Embedding Bratteli-Vershik systems in cellular automata

TL;DR

This paper presents a method to embed Bratteli-Vershik systems, which describe various dynamical systems, into cellular automata by representing them as two-dimensional subshifts of finite type and then recoding as spacetime diagrams.

Contribution

The authors introduce a novel technique to embed a broad class of adic systems into cellular automata using combinatorial and symbolic dynamics methods.

Findings

Many odometers, Toeplitz systems, and substitution systems can be embedded in 1D cellular automata.

The embedding preserves the dynamical structure of the original systems.

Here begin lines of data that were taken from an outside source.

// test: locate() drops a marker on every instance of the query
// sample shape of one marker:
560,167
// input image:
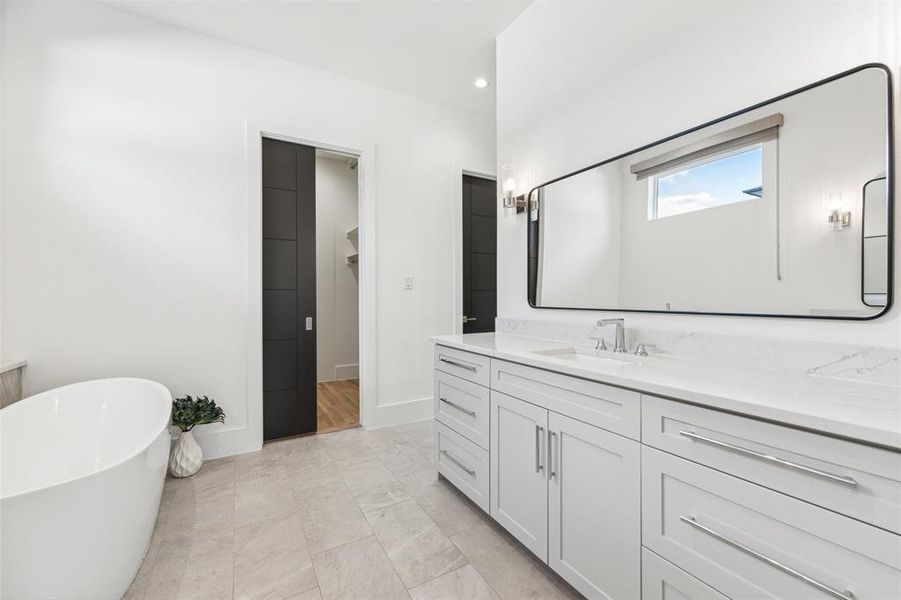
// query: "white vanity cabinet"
630,496
519,470
570,492
594,516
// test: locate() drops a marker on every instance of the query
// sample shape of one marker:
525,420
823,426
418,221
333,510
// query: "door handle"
551,456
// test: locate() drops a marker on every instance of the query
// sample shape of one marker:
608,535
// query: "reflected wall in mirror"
783,209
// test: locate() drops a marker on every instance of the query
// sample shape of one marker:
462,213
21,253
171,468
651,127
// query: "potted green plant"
187,457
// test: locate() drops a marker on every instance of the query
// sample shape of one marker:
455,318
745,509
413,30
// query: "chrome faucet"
620,344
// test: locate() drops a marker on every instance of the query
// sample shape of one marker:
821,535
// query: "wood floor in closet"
338,405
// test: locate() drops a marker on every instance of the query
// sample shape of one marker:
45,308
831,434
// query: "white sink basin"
588,358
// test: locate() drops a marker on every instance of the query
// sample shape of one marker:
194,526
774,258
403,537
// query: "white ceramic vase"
187,456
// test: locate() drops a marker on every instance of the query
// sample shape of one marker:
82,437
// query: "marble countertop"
866,412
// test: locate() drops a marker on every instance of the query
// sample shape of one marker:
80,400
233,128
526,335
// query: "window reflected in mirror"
781,210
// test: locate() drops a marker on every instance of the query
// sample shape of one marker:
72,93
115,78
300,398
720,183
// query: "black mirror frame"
532,227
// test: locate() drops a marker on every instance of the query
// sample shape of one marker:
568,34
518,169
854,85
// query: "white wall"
611,76
124,219
337,287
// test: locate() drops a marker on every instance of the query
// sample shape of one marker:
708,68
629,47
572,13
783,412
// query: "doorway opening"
310,304
479,254
337,292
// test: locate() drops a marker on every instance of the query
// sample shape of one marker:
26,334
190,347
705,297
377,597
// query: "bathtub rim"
163,428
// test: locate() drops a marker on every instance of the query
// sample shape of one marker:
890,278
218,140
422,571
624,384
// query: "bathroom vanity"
657,477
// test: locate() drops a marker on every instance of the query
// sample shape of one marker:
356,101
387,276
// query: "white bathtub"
83,468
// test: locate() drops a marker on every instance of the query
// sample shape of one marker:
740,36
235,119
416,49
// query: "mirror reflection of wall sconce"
838,217
510,199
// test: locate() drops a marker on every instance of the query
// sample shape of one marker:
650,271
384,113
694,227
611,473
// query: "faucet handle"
642,349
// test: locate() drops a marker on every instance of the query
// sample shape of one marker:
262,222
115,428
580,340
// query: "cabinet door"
594,504
518,470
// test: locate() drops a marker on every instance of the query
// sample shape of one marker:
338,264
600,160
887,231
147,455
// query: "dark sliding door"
479,254
289,289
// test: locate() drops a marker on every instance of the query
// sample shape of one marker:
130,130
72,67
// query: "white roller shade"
754,132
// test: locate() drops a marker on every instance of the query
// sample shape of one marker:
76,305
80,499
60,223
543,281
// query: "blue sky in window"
715,183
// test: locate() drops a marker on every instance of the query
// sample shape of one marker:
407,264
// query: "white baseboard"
218,442
347,371
402,412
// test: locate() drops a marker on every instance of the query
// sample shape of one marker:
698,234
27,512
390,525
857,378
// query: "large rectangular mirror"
783,209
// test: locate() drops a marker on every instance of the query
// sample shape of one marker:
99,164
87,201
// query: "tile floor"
353,514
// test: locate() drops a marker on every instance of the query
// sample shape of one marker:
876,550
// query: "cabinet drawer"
750,542
604,406
853,479
463,406
662,580
463,464
469,366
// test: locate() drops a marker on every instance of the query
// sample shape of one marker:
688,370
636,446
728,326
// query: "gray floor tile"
358,570
464,583
416,547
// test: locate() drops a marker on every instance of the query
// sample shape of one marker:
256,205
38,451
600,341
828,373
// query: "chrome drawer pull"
471,472
843,479
471,413
458,364
845,595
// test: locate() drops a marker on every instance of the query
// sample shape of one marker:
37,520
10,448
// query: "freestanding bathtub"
83,468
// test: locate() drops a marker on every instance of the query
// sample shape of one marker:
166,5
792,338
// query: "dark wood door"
289,289
479,254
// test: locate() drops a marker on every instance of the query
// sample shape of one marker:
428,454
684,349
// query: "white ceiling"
431,49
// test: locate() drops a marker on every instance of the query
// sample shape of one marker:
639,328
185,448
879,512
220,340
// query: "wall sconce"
510,200
838,218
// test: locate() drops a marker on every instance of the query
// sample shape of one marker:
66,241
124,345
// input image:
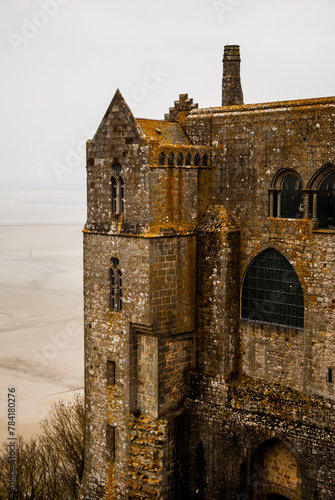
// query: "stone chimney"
231,82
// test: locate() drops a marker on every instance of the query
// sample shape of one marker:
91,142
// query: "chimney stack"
231,82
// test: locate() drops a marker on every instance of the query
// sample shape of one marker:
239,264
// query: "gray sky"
62,61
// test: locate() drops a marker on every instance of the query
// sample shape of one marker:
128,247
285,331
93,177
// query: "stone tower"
231,81
209,278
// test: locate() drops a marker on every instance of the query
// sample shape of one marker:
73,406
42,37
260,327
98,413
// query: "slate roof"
163,131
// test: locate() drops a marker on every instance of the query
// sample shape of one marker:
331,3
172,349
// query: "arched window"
286,196
113,193
291,198
271,291
205,160
115,287
274,473
326,203
180,159
197,160
112,289
119,285
161,158
171,159
117,195
188,159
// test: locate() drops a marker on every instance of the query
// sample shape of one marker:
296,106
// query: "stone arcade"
209,282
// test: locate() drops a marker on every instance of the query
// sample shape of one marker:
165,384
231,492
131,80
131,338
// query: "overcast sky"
62,61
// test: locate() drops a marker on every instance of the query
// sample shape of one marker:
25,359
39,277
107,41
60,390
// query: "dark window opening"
117,195
119,281
330,375
112,289
188,159
326,203
121,195
171,159
197,160
205,160
115,289
113,187
161,159
110,368
110,442
291,198
271,291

The approach provides a new way to analyze complex systems via cellular automata.

Abstract

Many dynamical systems can be naturally represented as `Bratteli-Vershik' (or `adic') systems, which provide an appealing combinatorial description of their dynamics. If an adic system X satisfies two technical conditions (`focus' and `bounded width') then we show how to represent X using a two-dimensional subshift of finite type Y; each `row' in a Y-admissible configuration corresponds to an infinite path in the Bratteli diagram of X, and the vertical shift on Y corresponds to the `successor' map of X. Any Y-admissible configuration can then be recoded as the spacetime diagram of a one-dimensional cellular automaton F; in this way X is `embedded' in F (i.e. X is conjugate to a subsystem of F). With this technique, we can embed many odometers, Toeplitz systems, and constant-length substitution systems in one-dimensional cellular automata.